Preliminary paleoceanographic interpretation of the microflora and microfauna reveals large-amplitude changes in surface water temperature and trophic conditions. Diatom layers were formed during both cold and warm phases, according to interpretation of diatom and planktonic foraminifer assemblages (Shimada et al., 2008). The presence of the benthic foraminifer Epistominella exigua documents recurring flux pulses of fresh organic matter to the seafloor. A shift from dominance of autotrophic to heterotrophic dinocyst assemblages is recorded after 1.2 Ma, which may suggest a general change in trophic conditions of the surface ocean.

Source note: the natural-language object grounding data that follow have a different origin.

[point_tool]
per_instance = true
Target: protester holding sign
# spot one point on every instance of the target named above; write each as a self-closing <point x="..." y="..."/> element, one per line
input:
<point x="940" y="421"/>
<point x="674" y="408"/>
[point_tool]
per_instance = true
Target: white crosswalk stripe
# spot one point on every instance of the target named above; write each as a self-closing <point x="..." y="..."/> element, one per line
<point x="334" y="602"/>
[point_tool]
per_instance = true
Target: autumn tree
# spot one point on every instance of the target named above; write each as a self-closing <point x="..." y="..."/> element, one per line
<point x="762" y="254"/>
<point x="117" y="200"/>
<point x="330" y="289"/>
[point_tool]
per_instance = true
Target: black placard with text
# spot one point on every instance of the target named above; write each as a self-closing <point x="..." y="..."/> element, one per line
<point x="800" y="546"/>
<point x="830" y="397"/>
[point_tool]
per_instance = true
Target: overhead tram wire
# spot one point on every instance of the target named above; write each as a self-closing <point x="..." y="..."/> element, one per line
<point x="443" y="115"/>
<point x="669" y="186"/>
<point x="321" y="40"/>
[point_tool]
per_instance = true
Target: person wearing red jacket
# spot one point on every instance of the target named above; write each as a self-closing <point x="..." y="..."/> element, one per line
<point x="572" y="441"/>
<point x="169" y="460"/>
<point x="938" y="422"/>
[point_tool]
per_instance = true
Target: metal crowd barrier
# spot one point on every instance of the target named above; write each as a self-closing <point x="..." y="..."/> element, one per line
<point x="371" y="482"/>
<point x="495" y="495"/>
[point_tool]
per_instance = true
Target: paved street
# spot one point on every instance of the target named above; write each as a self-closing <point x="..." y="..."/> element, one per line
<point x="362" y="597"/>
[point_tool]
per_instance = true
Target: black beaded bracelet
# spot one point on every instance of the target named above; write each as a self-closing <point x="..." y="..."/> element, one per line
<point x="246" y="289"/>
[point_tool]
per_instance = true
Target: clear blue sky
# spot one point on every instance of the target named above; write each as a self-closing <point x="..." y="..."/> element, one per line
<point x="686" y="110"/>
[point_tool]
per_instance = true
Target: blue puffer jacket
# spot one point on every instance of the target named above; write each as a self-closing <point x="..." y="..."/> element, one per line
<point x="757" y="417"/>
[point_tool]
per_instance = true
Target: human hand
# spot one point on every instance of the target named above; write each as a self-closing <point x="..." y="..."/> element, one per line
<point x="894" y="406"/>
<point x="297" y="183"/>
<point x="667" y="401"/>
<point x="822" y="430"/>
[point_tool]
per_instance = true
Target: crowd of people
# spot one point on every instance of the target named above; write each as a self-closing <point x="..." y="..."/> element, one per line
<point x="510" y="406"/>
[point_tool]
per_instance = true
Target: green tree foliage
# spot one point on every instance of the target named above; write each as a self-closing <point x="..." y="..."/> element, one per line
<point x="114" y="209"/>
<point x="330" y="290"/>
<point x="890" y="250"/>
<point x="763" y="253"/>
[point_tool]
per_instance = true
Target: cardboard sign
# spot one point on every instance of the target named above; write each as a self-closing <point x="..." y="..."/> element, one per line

Site U1304 sediments document a magnetostratigraphic sequence that includes the Brunhes Chron and part of the Matuyama Chron, the Jaramillo and Cobb Mountain Subchrons, and the top of the Olduvai Subchron. Mean sedimentation rates of 17.8 cm/k.y. are estimated for the last 0.78 m.y. and 12.2 cm/k.y. for the interval from 0.78 to 1.77 Ma, with an overall mean sedimentation rate of 14.9 cm/k.y. The shore-based magnetic stratigraphy has resolved two magnetic excursions at this site and has refined the position of the major reversals (C. Xuan and J.E.T. Channell, unpubl. data). The RPI record at this site is in the process of being developed and awaits correlation to the oxygen isotope records.

Site U1304 pore water profiles indicate active sulfate reduction (minimum value of 2.8 mM reached at 214 mbsf) with corresponding increases in alkalinity and ammonium, although alkalinity values do not reach concentrations expected for the degree of sulfate reduction. Calcium concentrations decrease downcore to 2.7 mM, a ~75% reduction from standard seawater values.

The Quaternary sequence recovered at Site U1304 provides a high-resolution, high-sedimentation rate (average ~15 cm/k.y.) record of environmental change at a sensitive location close to the sub-Arctic convergence between the surface Labrador Current and the North Atlantic Current (see Bodén and Backman, 1996). Good preservation of both calcareous and siliceous microfossils, abundant benthic foraminifers, and a high-fidelity magnetostratigraphic record indicate that the environmental record, including monitoring of NADW, can be placed in a tight chronological framework based on oxygen isotope and RPI data.